The reality is, in a busy classroom of 30 6-year-olds, you have to sometimes firmly shut down the interruptions and this kind of instruction usually comes after they’ve already tried the usual range of ‘everybody needs to be focusing on their work’/‘we need to work now, not ask questions’ gentle guidance. If it had been me, he wouldn’t have been given the chance to say it because when his hand went up, I would have asked him: ‘Are you in pain?’ ‘No.’ ‘Are you injured?’ ‘No.’ ‘Do you need the toilet?’ ‘No.’ ‘Fantastic! Hand down then. Now, let’s all get on with our work.’ (Said with a smile.) No reprimands needed, no derailing the lesson, and he’s helped me reiterate my expectations! However, it’s taken me 20 years of teaching to learn to handle things that way - to kindly but firmly take back control of a classroom is really difficult.

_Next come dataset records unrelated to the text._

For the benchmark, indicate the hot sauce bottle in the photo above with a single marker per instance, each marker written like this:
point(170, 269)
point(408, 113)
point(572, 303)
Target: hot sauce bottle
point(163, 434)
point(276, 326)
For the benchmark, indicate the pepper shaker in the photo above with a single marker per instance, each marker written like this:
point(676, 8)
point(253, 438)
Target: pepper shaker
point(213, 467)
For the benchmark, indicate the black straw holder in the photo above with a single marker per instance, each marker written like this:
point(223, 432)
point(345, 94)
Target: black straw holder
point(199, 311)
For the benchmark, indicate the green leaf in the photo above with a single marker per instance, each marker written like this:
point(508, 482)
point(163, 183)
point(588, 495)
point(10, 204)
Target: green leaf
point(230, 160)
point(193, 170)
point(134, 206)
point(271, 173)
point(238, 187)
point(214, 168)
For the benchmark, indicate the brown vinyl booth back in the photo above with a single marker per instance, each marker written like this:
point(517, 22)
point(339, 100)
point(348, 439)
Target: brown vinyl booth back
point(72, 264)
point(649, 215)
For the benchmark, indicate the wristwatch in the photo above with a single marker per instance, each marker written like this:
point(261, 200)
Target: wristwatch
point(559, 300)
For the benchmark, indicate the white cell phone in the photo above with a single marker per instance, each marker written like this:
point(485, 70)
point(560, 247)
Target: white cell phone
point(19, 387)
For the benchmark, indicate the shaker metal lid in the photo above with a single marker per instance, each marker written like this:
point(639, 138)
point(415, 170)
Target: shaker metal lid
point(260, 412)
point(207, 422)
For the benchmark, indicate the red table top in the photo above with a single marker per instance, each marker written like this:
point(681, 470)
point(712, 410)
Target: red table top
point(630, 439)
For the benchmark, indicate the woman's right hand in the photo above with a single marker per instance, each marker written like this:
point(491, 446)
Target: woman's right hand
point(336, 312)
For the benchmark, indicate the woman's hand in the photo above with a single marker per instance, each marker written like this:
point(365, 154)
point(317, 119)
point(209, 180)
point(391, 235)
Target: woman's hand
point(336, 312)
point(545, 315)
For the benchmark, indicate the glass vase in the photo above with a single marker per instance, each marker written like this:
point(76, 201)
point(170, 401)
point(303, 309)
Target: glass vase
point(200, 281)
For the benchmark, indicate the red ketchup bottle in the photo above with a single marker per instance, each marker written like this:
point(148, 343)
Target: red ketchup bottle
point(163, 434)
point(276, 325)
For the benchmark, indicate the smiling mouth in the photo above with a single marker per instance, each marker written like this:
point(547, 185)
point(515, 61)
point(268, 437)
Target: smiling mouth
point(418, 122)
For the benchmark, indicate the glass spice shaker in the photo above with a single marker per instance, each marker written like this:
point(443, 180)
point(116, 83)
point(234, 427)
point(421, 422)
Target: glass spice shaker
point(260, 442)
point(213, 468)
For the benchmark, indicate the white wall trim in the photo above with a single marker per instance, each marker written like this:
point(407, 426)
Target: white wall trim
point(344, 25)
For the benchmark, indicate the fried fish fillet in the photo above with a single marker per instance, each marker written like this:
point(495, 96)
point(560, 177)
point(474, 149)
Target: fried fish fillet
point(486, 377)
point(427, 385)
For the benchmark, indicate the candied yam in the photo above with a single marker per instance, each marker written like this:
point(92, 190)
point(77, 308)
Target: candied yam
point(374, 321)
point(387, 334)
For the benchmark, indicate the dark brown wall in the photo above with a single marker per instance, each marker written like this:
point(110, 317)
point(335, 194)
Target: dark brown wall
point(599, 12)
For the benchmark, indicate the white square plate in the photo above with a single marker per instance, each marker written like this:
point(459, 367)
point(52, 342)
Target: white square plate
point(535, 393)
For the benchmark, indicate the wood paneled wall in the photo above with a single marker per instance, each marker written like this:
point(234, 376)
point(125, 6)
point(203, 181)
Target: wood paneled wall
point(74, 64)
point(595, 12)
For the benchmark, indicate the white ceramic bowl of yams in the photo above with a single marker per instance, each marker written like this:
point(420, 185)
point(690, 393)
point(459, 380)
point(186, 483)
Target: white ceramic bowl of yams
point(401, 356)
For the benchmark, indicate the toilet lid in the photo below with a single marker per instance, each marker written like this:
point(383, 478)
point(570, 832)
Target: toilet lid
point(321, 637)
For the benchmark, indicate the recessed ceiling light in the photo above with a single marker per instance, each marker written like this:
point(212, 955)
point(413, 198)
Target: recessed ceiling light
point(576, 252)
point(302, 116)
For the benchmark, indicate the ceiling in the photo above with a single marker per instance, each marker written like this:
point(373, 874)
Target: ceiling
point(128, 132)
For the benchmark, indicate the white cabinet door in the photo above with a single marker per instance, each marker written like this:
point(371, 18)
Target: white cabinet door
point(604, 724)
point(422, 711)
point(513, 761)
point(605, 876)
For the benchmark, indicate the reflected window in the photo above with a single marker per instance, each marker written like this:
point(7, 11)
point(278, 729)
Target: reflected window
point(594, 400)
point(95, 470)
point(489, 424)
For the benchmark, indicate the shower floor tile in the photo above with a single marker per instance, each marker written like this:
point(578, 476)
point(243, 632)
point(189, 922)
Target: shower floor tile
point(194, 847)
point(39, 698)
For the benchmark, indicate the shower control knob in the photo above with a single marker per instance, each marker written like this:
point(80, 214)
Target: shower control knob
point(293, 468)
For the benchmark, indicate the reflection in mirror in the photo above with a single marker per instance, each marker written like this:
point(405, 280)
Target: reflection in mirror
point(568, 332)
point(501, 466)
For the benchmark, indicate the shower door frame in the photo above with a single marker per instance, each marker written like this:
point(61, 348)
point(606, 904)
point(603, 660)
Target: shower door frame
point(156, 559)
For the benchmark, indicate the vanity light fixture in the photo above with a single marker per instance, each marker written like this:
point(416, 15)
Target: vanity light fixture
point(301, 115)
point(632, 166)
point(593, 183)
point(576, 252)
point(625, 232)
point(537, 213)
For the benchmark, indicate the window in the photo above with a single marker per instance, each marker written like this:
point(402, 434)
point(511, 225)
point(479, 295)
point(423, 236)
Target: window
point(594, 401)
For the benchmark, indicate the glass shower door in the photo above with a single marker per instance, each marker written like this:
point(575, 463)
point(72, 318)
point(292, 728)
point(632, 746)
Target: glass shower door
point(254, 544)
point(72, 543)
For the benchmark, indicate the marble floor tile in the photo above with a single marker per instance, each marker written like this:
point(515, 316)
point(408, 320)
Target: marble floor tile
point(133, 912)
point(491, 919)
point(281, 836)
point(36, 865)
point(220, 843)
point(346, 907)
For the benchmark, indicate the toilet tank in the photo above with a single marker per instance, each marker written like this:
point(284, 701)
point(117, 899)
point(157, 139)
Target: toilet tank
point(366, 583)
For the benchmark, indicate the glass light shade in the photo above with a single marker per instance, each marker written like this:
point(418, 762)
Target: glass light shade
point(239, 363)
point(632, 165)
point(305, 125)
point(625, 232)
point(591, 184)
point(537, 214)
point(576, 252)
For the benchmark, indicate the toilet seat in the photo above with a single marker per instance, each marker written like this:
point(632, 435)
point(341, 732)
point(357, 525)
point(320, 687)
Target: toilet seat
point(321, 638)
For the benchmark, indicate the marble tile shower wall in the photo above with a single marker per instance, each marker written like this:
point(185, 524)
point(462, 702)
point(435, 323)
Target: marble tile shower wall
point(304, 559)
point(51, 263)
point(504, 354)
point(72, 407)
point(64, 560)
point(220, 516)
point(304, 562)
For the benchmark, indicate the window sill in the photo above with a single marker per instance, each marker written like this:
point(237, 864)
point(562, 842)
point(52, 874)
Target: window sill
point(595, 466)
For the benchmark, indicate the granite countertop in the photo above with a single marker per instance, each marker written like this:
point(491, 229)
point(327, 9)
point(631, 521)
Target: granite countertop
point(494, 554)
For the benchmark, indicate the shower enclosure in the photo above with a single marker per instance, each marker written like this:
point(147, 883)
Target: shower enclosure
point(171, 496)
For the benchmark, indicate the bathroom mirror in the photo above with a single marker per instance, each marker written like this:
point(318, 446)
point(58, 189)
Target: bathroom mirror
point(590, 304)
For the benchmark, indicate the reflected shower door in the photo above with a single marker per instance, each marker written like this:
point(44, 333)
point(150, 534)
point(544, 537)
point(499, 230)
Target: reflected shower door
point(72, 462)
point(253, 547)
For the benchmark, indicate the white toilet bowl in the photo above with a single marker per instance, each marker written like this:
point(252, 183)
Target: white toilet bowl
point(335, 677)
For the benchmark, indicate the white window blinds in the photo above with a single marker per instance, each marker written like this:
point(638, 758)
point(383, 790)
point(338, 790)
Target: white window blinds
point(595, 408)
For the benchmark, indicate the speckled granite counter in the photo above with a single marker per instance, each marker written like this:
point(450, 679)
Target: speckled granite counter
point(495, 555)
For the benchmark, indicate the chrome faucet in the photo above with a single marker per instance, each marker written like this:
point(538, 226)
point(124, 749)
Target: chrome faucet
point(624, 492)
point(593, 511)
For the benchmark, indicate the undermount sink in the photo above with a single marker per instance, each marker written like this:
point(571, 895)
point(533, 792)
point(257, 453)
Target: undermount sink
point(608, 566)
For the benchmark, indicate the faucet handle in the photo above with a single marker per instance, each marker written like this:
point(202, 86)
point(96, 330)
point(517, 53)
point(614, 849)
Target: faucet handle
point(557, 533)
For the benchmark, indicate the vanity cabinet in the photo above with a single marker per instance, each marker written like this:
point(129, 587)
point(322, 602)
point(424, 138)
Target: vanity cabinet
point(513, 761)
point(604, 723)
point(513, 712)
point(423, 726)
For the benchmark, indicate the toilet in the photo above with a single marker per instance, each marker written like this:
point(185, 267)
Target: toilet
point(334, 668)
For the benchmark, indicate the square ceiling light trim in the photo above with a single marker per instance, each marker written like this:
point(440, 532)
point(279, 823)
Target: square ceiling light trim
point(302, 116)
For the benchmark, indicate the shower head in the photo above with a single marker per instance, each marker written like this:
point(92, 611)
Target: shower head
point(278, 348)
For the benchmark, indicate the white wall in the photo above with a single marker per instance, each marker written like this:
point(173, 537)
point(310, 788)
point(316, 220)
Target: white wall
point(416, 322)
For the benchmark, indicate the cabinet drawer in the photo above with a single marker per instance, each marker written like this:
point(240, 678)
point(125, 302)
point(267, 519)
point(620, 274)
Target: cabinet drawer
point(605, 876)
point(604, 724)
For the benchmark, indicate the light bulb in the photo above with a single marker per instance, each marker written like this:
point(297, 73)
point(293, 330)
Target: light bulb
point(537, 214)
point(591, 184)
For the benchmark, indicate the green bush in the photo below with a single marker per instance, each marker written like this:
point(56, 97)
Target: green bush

Many people struggle to get one or two children to do what they ask, but then expect that a teacher can get thirty children to do what they ask every time without ever losing their cool or so much as upsetting them (especially hard when they’re the centre of their parents’ world and aren’t used to being expected to compromise their wants).
Nobody should be ranting/shouting at a 6-year-old but you need to be very sure that’s what happened first and not just a firm ‘telling off’. OP, I’d be more concerned about his general unhappiness and try to get to the bottom of that - it may need a conversation with the teacher, but it also may need to be a conversation with your child about how school changes each year as you grow up a bit - you need to balance being alert to a genuinely poor classroom environment/serious problems with the teacher(s) and encouraging your son to be resilient when things are just less enjoyable/fun and harder work. Year 2 should still be somewhat relaxed and they are still little so there should be plenty of active learning/crafts/physical activity, etc. but there will also start to be more occasions of quiet/silent work. (E.g. I would ask, when he says they had to work in silence, whether they had been asked to work quietly before the teacher asked for silence? In which case, they probably weren’t managing ‘quiet’, which is subjective, so were asked for ‘silent’, which is clear. That can be a way to build towards more appropriately quiet working. Don’t ask how long they had to work in silence, but instead ask what they were doing when working in silence - you can judge how long the task(s) might have taken. I’d be surprised if they can keep 6-year-olds actually silent for more than 5 minutes at a time unless they’re sat listening to the teacher (and even then!)